Primeiramente, deve-se pontuar que Max Weber, uma das personalidades mais notórias da sociologia moderna, desenvolveu um pensamento sociológico que, em muitos aspectos, contrastava com as ideias do funcionalismo, o qual tinha Durkheim como um de seus adeptos. Isso porque, consoante Weber, a investigação da sociedade tal como proposta pelo pensador francês - em que deveria-se aferir os elementos sociais de forma isenta, encarando-os como pequenas engrenagens - não era o método mais eficiente para compreender a complexidade das relações sociais, posto que estas seriam, na visão do alemão, partes fundamentais do motor da dinâmica social.
Com isso em mente, Max Weber elaborou diversas teorias, sendo uma delas a da noção de dominação, em que determinado indivíduo ou organização exerce suas aspirações sobre os demais. Nesse âmbito, na ocasião de haver aceitação da dominação, esta passa a ser caracterizada como legítima, podendo, ainda, ser classificada em três níveis: tradicional; carismática; e legal. À vista disso, em uma primeira análise, pode-se constatar que a Polícia do Pensamento - aparato de violência para fins de coerção empregado pelo governo em “1984” - enquadra-se como uma forma ilegítima de dominação, uma vez que não seria oriunda de um acordo ou consenso, mas sim de um ato puramente belicoso.
Paralelamente, pode-se relacionar a Polícia do Pensamento da trama orwelliana com a política do governo chinês de detenção de minorias muçulmanas em campos de reeducação pela força, na região de Xinjiang. Isso porque, com o intuito de reprimir os não adeptos à filosofia oficial do Estado, o regime de Pequim os despacha para o noroeste do país, ensinando-lhes a ideologia chinesa de maneira compulsória. Desse modo, sob a ótica da sociologia weberiana, essa postura do governo asiático configura-se como uma quebra de todos os tipos de dominação legítimas, já que, assim como a Polícia do Grande Irmão, ela caracteriza-se por um viés violento.

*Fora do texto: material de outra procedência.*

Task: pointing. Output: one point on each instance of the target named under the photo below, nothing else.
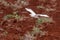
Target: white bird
(33, 14)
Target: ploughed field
(29, 20)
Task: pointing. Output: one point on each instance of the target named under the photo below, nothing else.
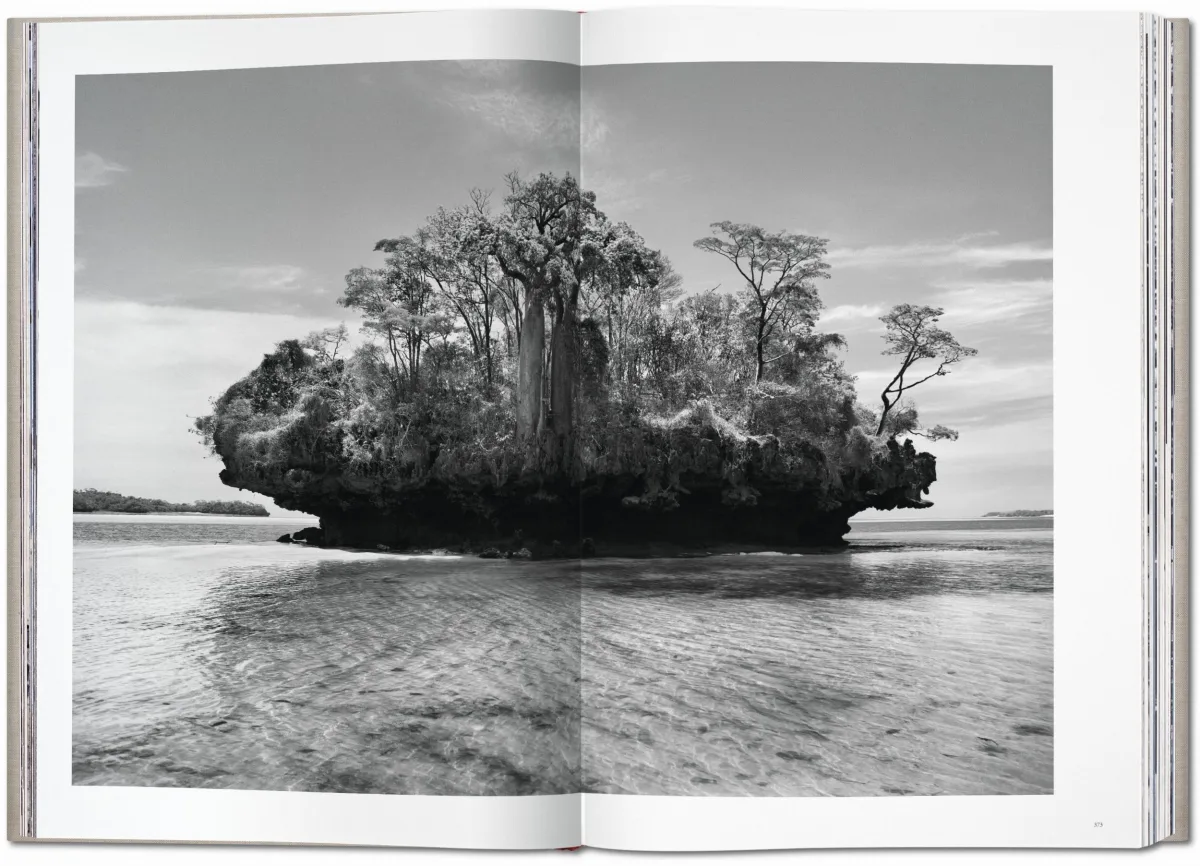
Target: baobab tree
(779, 269)
(913, 335)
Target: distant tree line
(91, 499)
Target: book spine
(22, 317)
(1180, 70)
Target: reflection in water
(913, 663)
(318, 671)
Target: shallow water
(919, 661)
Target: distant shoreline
(93, 501)
(181, 513)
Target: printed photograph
(505, 427)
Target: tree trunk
(563, 380)
(759, 343)
(529, 365)
(883, 416)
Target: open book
(675, 428)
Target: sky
(217, 212)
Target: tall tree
(778, 269)
(913, 335)
(534, 241)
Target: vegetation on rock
(533, 366)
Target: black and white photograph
(508, 427)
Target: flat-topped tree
(913, 335)
(779, 270)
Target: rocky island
(534, 376)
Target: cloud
(1001, 300)
(94, 170)
(852, 313)
(977, 392)
(965, 252)
(274, 278)
(526, 118)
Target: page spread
(648, 430)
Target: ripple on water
(887, 669)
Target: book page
(894, 601)
(271, 326)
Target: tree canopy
(531, 329)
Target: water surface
(916, 662)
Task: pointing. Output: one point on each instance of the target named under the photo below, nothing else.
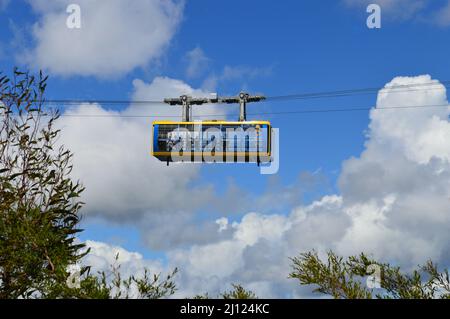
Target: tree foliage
(39, 202)
(40, 207)
(345, 278)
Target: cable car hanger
(187, 101)
(212, 140)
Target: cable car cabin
(212, 141)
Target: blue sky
(294, 47)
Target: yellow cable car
(211, 141)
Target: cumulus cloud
(240, 73)
(115, 37)
(124, 183)
(393, 204)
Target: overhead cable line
(313, 95)
(326, 110)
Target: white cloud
(241, 73)
(116, 36)
(124, 183)
(393, 203)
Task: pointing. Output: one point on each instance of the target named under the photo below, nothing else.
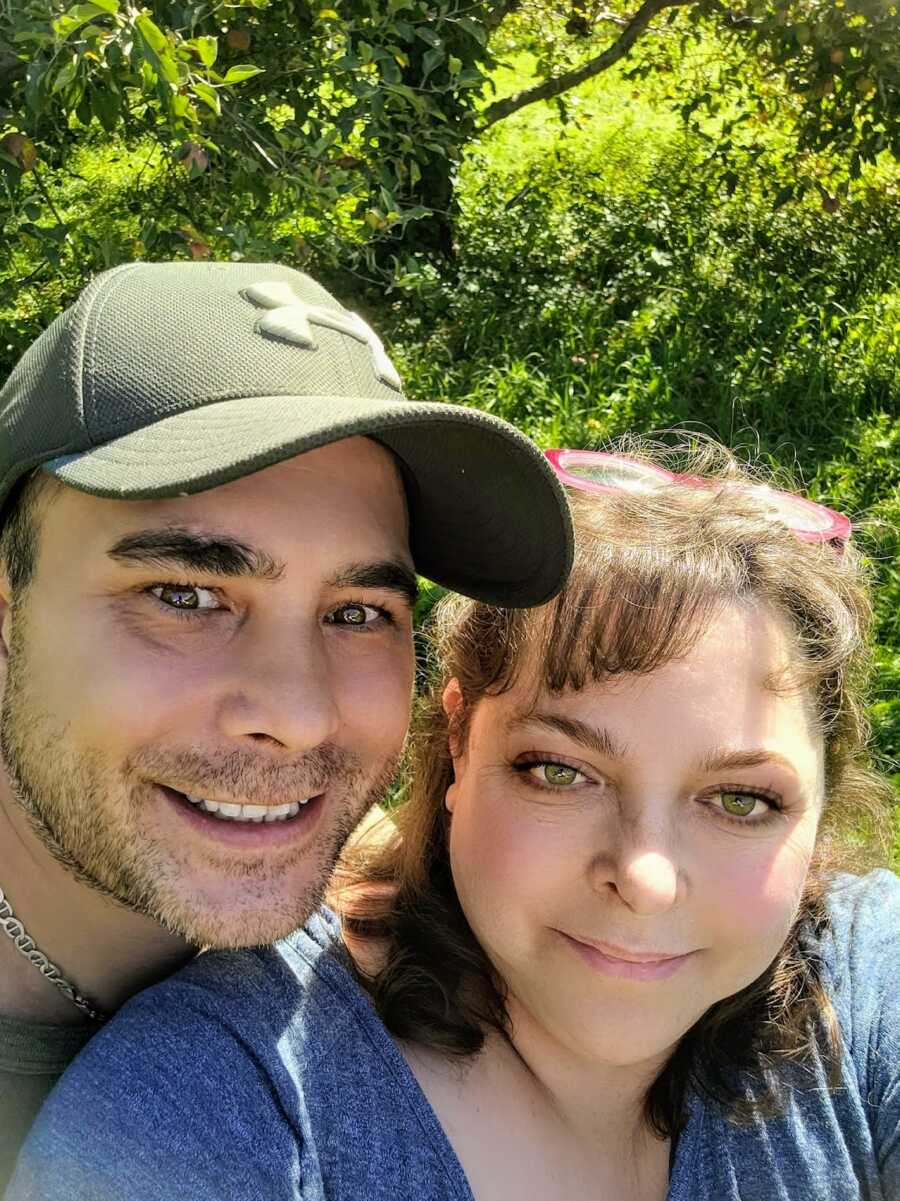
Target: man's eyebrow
(389, 574)
(596, 739)
(722, 759)
(209, 554)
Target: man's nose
(280, 692)
(642, 867)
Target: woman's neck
(598, 1104)
(526, 1118)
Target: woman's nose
(638, 861)
(647, 880)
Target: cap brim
(488, 515)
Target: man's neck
(106, 951)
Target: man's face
(245, 646)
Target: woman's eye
(358, 616)
(558, 775)
(744, 805)
(183, 596)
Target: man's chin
(228, 914)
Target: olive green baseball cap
(170, 378)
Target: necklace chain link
(25, 945)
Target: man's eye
(358, 616)
(183, 596)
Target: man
(215, 497)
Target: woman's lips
(624, 963)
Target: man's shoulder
(252, 985)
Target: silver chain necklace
(23, 942)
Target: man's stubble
(88, 814)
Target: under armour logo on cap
(291, 320)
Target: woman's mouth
(627, 965)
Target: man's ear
(452, 701)
(5, 617)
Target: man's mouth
(230, 811)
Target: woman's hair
(651, 569)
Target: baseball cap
(170, 378)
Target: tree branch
(611, 55)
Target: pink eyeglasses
(592, 471)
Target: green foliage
(612, 287)
(347, 124)
(261, 106)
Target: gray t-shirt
(33, 1057)
(266, 1075)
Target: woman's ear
(452, 700)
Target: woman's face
(635, 852)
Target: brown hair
(19, 523)
(650, 571)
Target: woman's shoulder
(860, 955)
(863, 920)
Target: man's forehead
(346, 497)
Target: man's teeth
(228, 812)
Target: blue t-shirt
(266, 1075)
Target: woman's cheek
(506, 864)
(752, 900)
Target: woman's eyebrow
(722, 758)
(596, 739)
(213, 554)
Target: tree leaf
(430, 60)
(152, 34)
(242, 72)
(65, 76)
(475, 29)
(106, 105)
(209, 96)
(207, 49)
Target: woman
(607, 951)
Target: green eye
(179, 598)
(739, 805)
(353, 615)
(559, 774)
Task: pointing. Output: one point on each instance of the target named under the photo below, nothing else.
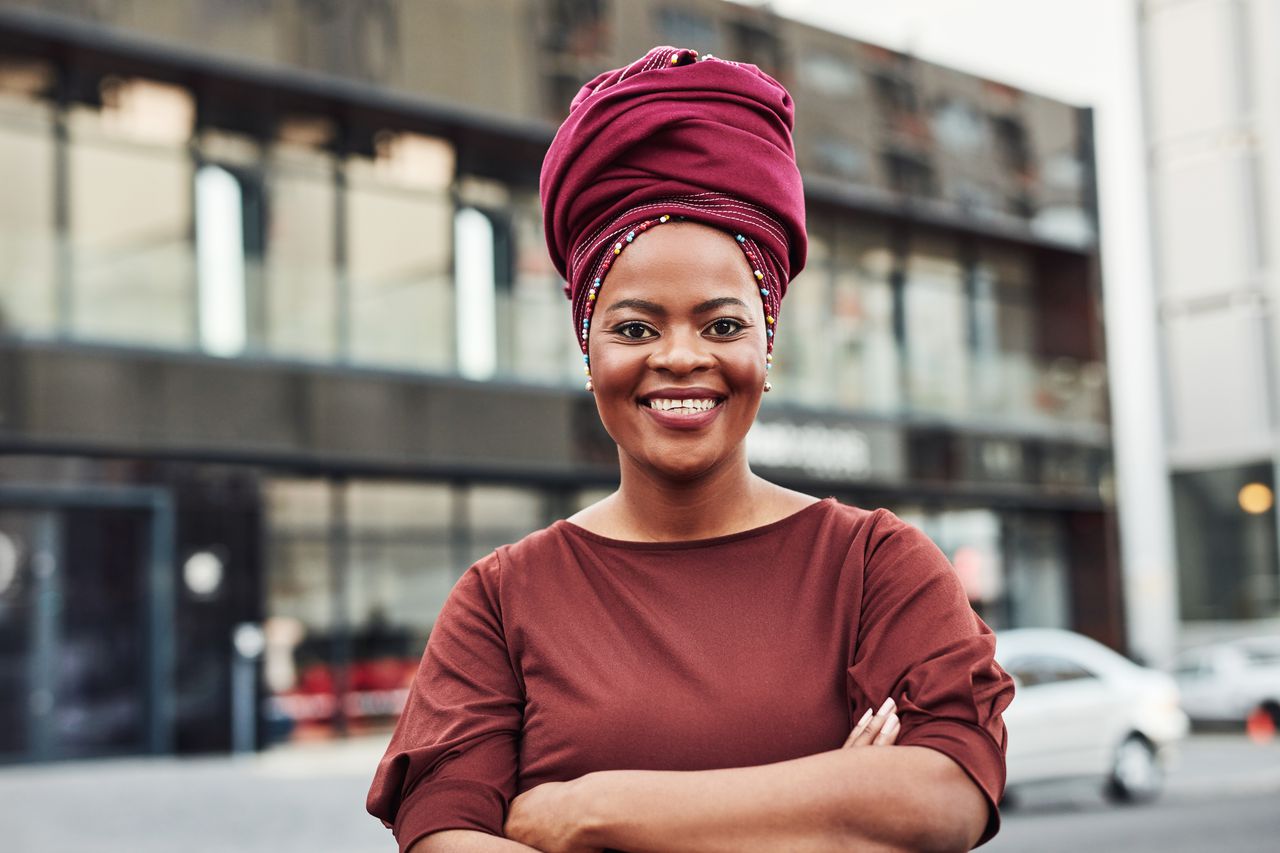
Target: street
(1223, 797)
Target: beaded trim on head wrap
(612, 241)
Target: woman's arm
(801, 804)
(466, 842)
(903, 798)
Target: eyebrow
(653, 308)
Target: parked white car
(1228, 682)
(1083, 711)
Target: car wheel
(1136, 772)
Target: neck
(721, 501)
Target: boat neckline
(675, 544)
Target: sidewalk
(295, 799)
(311, 798)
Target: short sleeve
(452, 760)
(919, 642)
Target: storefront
(282, 354)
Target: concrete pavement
(310, 798)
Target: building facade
(1212, 91)
(280, 346)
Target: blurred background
(282, 354)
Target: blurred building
(1212, 91)
(280, 343)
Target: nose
(681, 351)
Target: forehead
(681, 261)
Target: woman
(681, 665)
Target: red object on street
(1260, 725)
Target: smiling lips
(673, 410)
(694, 406)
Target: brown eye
(634, 331)
(725, 327)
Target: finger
(888, 733)
(868, 735)
(859, 729)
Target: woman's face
(679, 319)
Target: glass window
(1038, 594)
(27, 223)
(398, 246)
(301, 626)
(129, 197)
(1004, 333)
(401, 568)
(803, 350)
(501, 514)
(220, 261)
(937, 328)
(300, 301)
(1226, 543)
(476, 274)
(535, 336)
(862, 322)
(1034, 671)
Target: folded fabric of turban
(671, 135)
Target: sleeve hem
(448, 804)
(984, 766)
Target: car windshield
(1262, 655)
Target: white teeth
(682, 406)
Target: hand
(545, 817)
(878, 730)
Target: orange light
(1256, 498)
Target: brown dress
(570, 652)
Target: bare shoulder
(782, 501)
(597, 516)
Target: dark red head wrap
(673, 136)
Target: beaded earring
(609, 256)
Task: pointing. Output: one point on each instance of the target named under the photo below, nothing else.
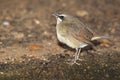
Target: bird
(74, 33)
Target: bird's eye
(61, 17)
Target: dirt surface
(29, 49)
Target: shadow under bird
(75, 34)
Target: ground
(29, 49)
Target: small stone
(6, 23)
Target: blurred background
(27, 30)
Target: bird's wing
(80, 32)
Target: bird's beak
(55, 14)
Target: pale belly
(71, 42)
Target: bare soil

Contudo, vale ressaltar que no caso específico da China existe também a presença da dominação carismática como um dos métodos de imposição da vontade dos líderes do Estado - assim como em diversos outros regimes ao longo da história, como Vargas, no Brasil. Esse fato torna-se nítido quando se analisa a propaganda de Estado largamente difundida que objetiva enaltecer a figura do ex-líder Mao Tse Tung, conferindo-lhe uma feição relacionada ao heroísmo e a generosidade, assegurando, assim, a devoção do povo chinês aos princípios do governo, tendo em vista que este seria a materialização contemporânea das atitudes defendidas pelo carismático Mao.
Portanto, fica nítido que as ideias trabalhadas por Max Weber são de grande importância para o entendimento da realidade. Ora, partindo-se da teoria de que as ações sociais são cruciais para o andar da sociedade, infere-se que analisar essas ações à luz da sociologia weberiana é indispensável para que tenha uma maior compreensão dos fenômenos sociais, como nos casos do exercício do poder e dominação na obra “1984” e no âmbito do governo chinês aqui analisados.